Bureau of Alcohol, Tobacco, Firearms and Explosives Annual Financial Statement
Fiscal Year 2005
Audit Report 06-21
Office of the Inspector General
This audit report contains the Annual Financial Statement of the Bureau of Alcohol, Tobacco, Firearms and Explosives (ATF) for the fiscal years (FY) ended September 30, 2005 and 2004. Under the direction of the Office of the Inspector General (OIG), the audit was performed by KPMG LLP (KPMG) and resulted in an unqualified opinion for FYs 2005 and 2004. An unqualified opinion means that the financial statements present fairly, in all material respects, the financial position and the results of operations in conformity with generally accepted accounting principles in the United States.
On its FY 2004 financial statements, the ATF originally received a qualified opinion because it did not provide adequate documentation to support the amounts recorded as accounts payable. A qualified opinion means that the financial statements are presented fairly in all material respects, except for matters identified in the Independent Auditors’ Report on Financial Statements. However, during the FY 2005 audit the ATF was able to provide adequate documentation to support the FY 2005 beginning balances for amounts recorded on the consolidated balance sheet for intra-governmental accounts payable and other accounts payable. This allowed KPMG to update its original qualified opinion for FY 2004 to an unqualified opinion.
In their Independent Auditors’ Report on Internal Control over Financial Reporting, the auditors identified two reportable conditions, both of which were considered to be material weaknesses. In the first material weakness the auditors reported that the ATF needs to implement effective controls over information systems general access controls and system software. This condition was first reported in FY 2003 and was escalated from a reportable condition in FY 2004 to a material weakness in FY 2005 due to its continued existence and the identification of new weaknesses in the information system access controls area. The ATF also received a repeat material weakness from FY 2004 on its process for recording accounts payable due to the continued existence of errors and inaccuracies with the accrual process used to record accounts payable. In its Independent Auditors’ Report on Compliance and Other Matters, the auditors also noted that ATF’s financial management systems did not substantially comply with applicable financial management systems requirements and federal accounting standards.
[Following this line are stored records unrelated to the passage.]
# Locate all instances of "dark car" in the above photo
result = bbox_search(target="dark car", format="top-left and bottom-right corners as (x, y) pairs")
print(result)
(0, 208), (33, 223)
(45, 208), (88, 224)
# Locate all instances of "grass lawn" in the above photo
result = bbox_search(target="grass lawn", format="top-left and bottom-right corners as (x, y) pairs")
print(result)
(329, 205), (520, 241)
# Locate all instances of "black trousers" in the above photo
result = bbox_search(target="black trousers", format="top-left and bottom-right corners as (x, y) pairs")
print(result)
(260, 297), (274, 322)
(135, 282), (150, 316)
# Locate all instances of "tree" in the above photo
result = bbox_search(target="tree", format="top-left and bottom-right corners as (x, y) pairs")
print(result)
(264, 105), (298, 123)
The OIG reviewed KPMG’s report and related documentation and made necessary inquiries of its representatives. Our review, as differentiated from an audit in accordance with U.S. generally accepted government auditing standards, was not intended to enable us to express, and we do not express, an opinion on the ATF’s financial statements, conclusions about the effectiveness of internal control, conclusions on whether ATF’s financial management systems substantially complied with Federal Financial Management Integrity Act, or conclusions on compliance with laws and regulations. KPMG is responsible for the attached auditor’s report dated October 28, 2005 and the conclusions expressed in the report. However, our review disclosed no instances where KPMG did not comply, in all material respects, with generally accepted government auditing standards.